Mercurial > hg
view hgext/acl.py @ 40021:c537144fdbef
wireprotov2: support response caching
One of the things I've learned from managing VCS servers over the
years is that they are hard to scale. It is well known that some
companies have very beefy (read: very expensive) servers to power
their VCS needs. It is also known that specialized servers for
various VCS exist in order to facilitate scaling servers. (Mercurial
is in this boat.)
One of the aspects that make a VCS server hard to scale is the
high CPU load incurred by constant client clone/pull operations.

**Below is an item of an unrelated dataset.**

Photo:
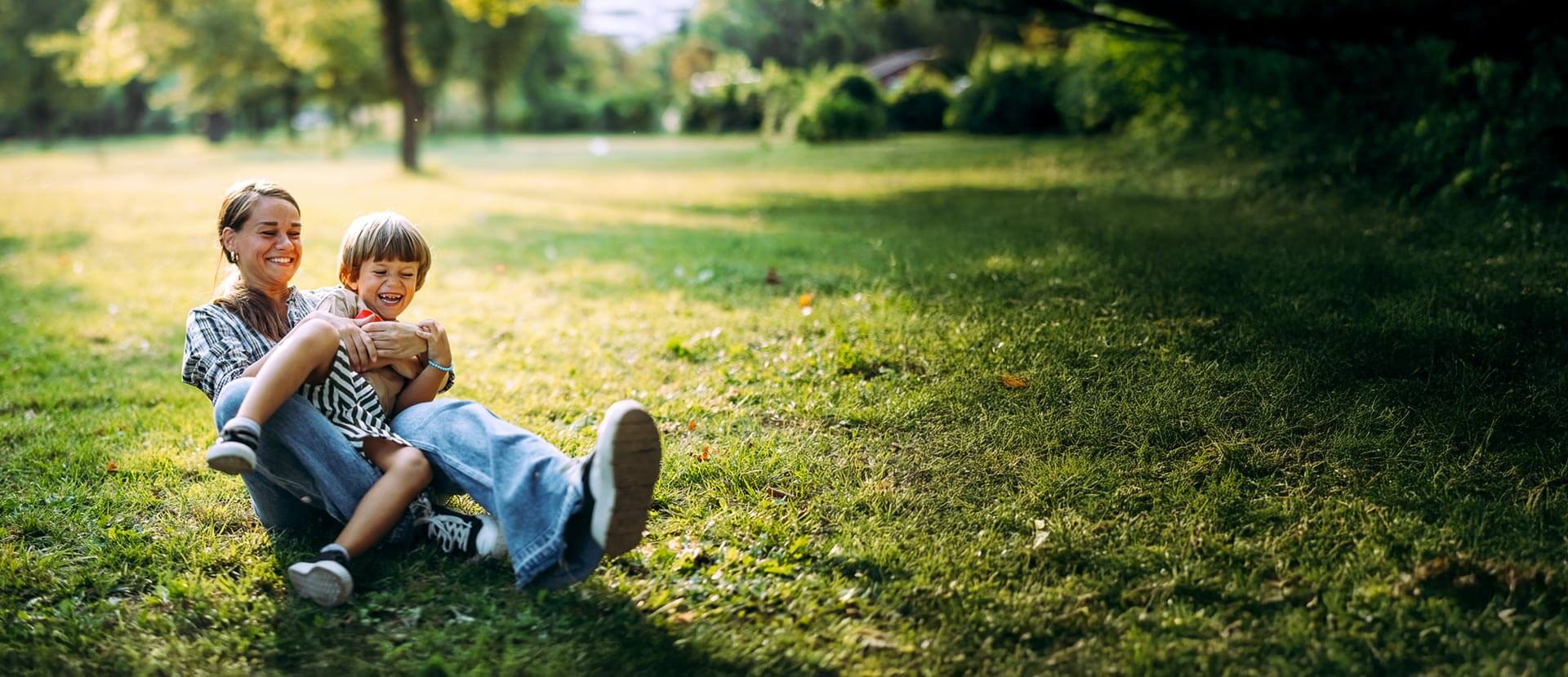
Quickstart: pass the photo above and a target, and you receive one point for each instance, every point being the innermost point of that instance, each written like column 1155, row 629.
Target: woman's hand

To alleviate the scaling pain associated with data retrieval
operations, I want to integrate caching into the Mercurial wire
protocol server as robustly as possible such that servers can
aggressively cache responses and defer as much server load as
possible.
This commit represents the initial implementation of a general
caching layer in wire protocol version 2.
We define a new interface and behavior for a wire protocol cacher
in repository.py. (This is probably where a reviewer should look
first to understand what is going on.)
The bulk of the added code is in wireprotov2server.py, where we
define how a command can opt in to being cached and integrate
caching into command dispatching.
From a very high-level:
* A command can declare itself as cacheable by providing a callable
that can be used to derive a cache key.
* At dispatch time, if a command is cacheable, we attempt to
construct a cacher and use it for serving the request and/or
caching the request.
* The dispatch layer handles the bulk of the business logic for
caching, making cachers mostly "dumb content stores."
* The mechanism for invalidating cached entries (one of the harder
parts about caching in general) is by varying the cache key when
state changes. As such, cachers don't need to be concerned with
cache invalidation.
Initially, we've hooked up support for caching "manifestdata" and
"filedata" commands. These are the simplest to cache, as they should
be immutable over time. Caching of commands related to changeset
data is a bit harder (because cache validation is impacted by
changes to bookmarks, phases, etc). This will be implemented later.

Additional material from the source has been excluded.